According to a source who spoke to CBS, an in-house construction crew renovated the briefing room’s adjacent green room earlier this year. It previously had minimal furnishings, comprising a table and chairs, a TV, photos of former defense secretaries, and a mirror on the back of the door.
Another source said the table was removed and a new chair and a large mirror with makeup lighting were installed.
The Pentagon spokesperson said the room will be available to senior leaders and VIPs ahead of press engagements and that the new items came from existing inventory, with a new countertop built by facilities staff.
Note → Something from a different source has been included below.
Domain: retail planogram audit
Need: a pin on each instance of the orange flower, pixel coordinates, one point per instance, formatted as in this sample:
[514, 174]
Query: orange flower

“For this upgrade, we were deliberately conservative and opted for several less expensive, on-hand materiel solutions,” the spokesperson told CBS.
The network reports that, according to multiple sources, the idea for making over the green room came from Tami Radabaugh, the deputy assistant to the secretary for strategic engagement and a former producer for Fox News and for CBS News.
Sean Parnell, the Pentagon’s chief spokesperson, and Jennifer Hegseth, the defense secretary's wife — also a former Fox producer — expressed approval for the work, one of the sources said.
While Hegseth has not used the briefing room to address or take questions from reporters, it has been used as a set for TV appearances, including a recent interview on Fox & Friends in which he blamed former Pentagon employees and the media for revealing the most recent security breach in which he sent sensitive military information to his wife, brother, and lawyer on a Signal group chat.
Notably, Hegseth did not deny the reports that he shared operational information with his family and close associates about strikes on Houthi rebels in Yemen.

It was the second such incident this year after National Security Adviser Michael Waltz accidentally included Jeffrey Goldberg, editor-in-chief of The Atlantic, in a Signal group chat of government officials in which Hegseth shared strike times and details of the military operation.
He maintains that he did not share classified information in either case.
Hegseth, a combat veteran, was a morning show co-host on Fox & Friends Weekend before being nominated and confirmed as Trump’s defense secretary — a controversial process amid allegations of sexual misconduct, financial mismanagement, and alcohol issues that he denied.
When speaking about his focus at the Pentagon, he has emphasized making improvements in warfighting abilities and military readiness to “revive the warrior ethos.”